The increase was triggered by submissions by electricity generating company KenGen and distributor KPLC to the Commission of Power Purchase Agreements (PPAs) seeking to have the KenGen bulk tariffs reviewed with effect from 1st July.
An Interim Power Purchase Agreement (IPPA) signed between KenGen and KPLC in 1999 outlined how the power distributor would buy power from the generating firm at Sh2.36 per kWh.
However in 2003, the IPPA was adjusted, reducing KenGen’s bulk tariff by 60 cents from Sh2.36 per kWh to Sh1.76 per kWh for a period of three years between 1st July 2003 and 30th June 2006.
The government has been subsidizing KPLC by paying Sh0.60 per unit of electricity supplied by KenGen. The subsidy however ends on 30th June 2008 thus necessitating the adjustment of the tariffs.

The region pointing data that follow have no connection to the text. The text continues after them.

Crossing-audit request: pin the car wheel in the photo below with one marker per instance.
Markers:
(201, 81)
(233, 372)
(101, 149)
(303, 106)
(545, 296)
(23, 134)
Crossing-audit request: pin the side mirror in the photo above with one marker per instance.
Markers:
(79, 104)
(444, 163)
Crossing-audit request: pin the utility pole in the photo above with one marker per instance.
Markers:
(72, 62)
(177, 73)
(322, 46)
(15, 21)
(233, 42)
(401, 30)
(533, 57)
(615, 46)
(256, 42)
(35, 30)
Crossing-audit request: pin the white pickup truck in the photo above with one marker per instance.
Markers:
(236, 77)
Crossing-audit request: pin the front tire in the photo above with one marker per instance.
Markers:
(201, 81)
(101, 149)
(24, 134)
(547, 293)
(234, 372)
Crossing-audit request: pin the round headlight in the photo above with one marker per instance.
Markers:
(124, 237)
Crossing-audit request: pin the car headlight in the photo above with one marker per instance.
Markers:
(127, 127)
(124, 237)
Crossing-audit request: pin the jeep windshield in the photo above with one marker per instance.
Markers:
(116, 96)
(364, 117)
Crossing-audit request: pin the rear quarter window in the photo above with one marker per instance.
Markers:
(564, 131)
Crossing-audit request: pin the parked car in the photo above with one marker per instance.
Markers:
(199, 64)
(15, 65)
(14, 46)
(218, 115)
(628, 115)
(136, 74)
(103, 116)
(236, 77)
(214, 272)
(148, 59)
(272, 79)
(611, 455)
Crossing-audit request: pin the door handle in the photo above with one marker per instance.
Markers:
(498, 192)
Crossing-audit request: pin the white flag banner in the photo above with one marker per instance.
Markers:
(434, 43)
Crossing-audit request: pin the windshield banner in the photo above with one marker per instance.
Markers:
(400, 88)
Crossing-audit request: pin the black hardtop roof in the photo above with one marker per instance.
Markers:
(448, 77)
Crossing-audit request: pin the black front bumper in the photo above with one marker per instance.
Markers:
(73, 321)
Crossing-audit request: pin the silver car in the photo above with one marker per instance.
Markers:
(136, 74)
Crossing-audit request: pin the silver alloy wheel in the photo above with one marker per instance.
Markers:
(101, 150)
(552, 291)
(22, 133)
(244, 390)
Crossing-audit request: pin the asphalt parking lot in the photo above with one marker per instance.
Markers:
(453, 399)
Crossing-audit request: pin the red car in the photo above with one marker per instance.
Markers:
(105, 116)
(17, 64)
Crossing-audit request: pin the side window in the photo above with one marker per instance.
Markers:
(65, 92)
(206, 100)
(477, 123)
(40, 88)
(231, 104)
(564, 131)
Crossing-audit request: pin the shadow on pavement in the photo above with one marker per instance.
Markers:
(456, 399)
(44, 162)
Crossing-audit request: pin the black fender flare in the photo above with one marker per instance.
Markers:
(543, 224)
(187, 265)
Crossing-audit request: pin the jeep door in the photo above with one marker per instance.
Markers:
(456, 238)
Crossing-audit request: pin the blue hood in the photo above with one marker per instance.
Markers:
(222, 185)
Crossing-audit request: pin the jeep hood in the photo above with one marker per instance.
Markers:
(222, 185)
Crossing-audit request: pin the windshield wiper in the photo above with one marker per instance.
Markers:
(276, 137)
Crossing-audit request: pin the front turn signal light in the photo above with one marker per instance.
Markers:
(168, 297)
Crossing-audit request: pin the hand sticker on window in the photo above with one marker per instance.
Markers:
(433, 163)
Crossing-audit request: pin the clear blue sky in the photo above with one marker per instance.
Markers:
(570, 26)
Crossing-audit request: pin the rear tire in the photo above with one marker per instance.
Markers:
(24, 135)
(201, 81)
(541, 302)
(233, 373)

Making the announcement at a press conference, ERC Director General Eng John Mwirichia said the new tariff would be categorized in five main groups, all of which would include four main levies including energy, demand and fixed and fuel cost charges.
All these, he said, would be used to work out how much the consumers would pay for power consumed.
The groups include Domestic Consumers (DC), Small Commercial (SC), Commercial/Industrial (CI), the Interruptible (IT) and the Street Lighting (SL).
"The DC will be applicable to domestic consumers metered at 240 Volts (V), or 415V and whose energy consumption does not exceed 15000 kilowatt per hour (kWh) per month," he said.
The energy charge, he added, would be in three steps based on consumption as follows; 0-50kWh; 51-1500kWh and over 1500kWh.
This category will pay a charge of Sh120 per month, Sh2 per kWh for 0-50 units consumed, Sh8.10 per kWh for 51-1500 units consumed and a Sh18.57kWh for units consumed above 1500.
Small commercial would also be metered at 240V or 415V with monthly energy consumption which does not exceed 15000kWh.
"They will pay a fixed charge of Sh120 per month and an energy charge of Sh8.96 per kWh," Mwirichia added.
The fixed charge for the CI category will range from Sh800 to Sh11,000 per month and so will be the energy and demand charges.
"In order to enhance greater transparency, a new Foreign Exchange Rates Fluctuations Adjustment (FERFA) formula has been adopted," he said.
"In the same vein, the Commission has approved new Base Exchange Rates for the tariff review period," he added.
Mwirichia said the new costs take into effect the rising inflation and the high costs of fuel, adding that there would be a new formula for working out fuel costs per unit of consumption per month.
"This is the cost of all the fuel used to generate electricity in a given month divided by all units consumed in that month," the DG explained.
He said the changes were necessary as they would ensure improvements in the quality of power supply as well as attract investments in new power generation.
Further, Mwirichia said that the commission had abolished the special low prices enjoyed by Kenya Power and Lighting Staff and facilities.
"KPLC staff will be treated like any other domestic consumers," he stressed.
Mwirichia urged Kenyans to practise energy conservation and efficient measures to mitigate against the high costs.
He advised the use of energy efficient lighting bulbs, the installation and use of solar water heaters and greater discipline with switching off lights and equipment that are not in use as some of the safeguarding measures that consumers should take.